I just removed file_search from the tools list, and still get 11000 tokens.
In my initial example, there was no file_search_call in the output. See the list of output items I got. The number is the message length in characters.
You’re using function calling, which also expands the prompt.
All features outside of the system message and prompt use additional tokens. It’s not accurate to copy and paste the code that prepare your request into a tokenizer.
The tokens counted isn’t the JSON of a request like you pasted into the tokenizer. It is the language seen by AI.
The cached tokens indicates you are reusing a previous ID and previous chat state, where you pay for all the chat turns seen before, including the tool calls.
Reset the chat. See the token count drop.
Do not use the Responses’ server-side state by response ID reuse, unless you like paying for massive chat cost run-up possible on 1M context input models. OpenAI gives something unsuitable for untrusted users who aren’t paying the bill - manage your own chat history length in coordination with the caching discount and expiry period.
How can I reset the chat?
By the way, I am not storing responses on the server. I manually manage chat history.
I have the following in my API call payload:
Reset, meaning just abandon the chat session, don’t reuse any previous response ID, equivalent to “start a new chat” as a user button (or what the user must do if you enforce a maximum number of turns as your expected service).

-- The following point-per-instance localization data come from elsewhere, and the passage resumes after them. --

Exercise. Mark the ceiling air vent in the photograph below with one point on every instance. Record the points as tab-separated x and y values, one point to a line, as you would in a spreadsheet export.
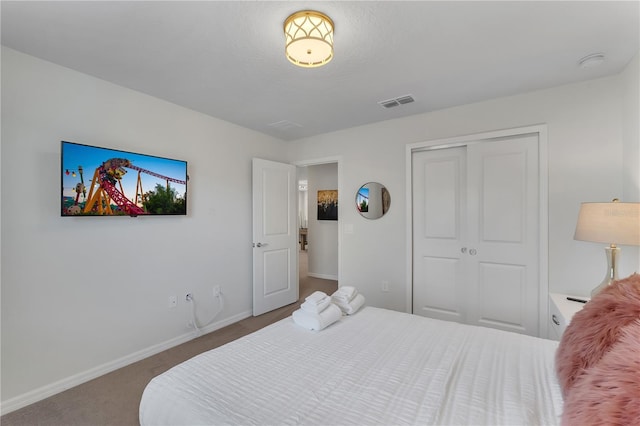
284	125
390	103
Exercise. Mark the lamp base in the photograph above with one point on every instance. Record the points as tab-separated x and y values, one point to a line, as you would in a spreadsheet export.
612	254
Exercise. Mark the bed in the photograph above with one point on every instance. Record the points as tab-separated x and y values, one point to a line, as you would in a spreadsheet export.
376	367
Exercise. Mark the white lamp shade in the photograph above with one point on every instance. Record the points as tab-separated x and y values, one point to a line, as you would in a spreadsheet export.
609	223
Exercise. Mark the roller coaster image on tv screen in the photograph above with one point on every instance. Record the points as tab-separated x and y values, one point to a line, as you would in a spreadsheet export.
105	182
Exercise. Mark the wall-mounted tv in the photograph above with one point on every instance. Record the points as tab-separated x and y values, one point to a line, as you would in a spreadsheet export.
106	182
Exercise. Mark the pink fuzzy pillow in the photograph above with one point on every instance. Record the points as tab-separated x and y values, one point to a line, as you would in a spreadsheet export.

If you are in control of all the messages you send, by not reusing a previous ID, then you likely are in complete observation and control of everything you are resending as input messages.
All the input you send is billed again, even if continuing a chat session. To reduce your costs, you reduce the length of history you preserve.
If you are making quick successive calls, at actual chat speed, then you may receive a cache discount of 50% or 75% on that part of input from the start that was identical to a previous API call’s input.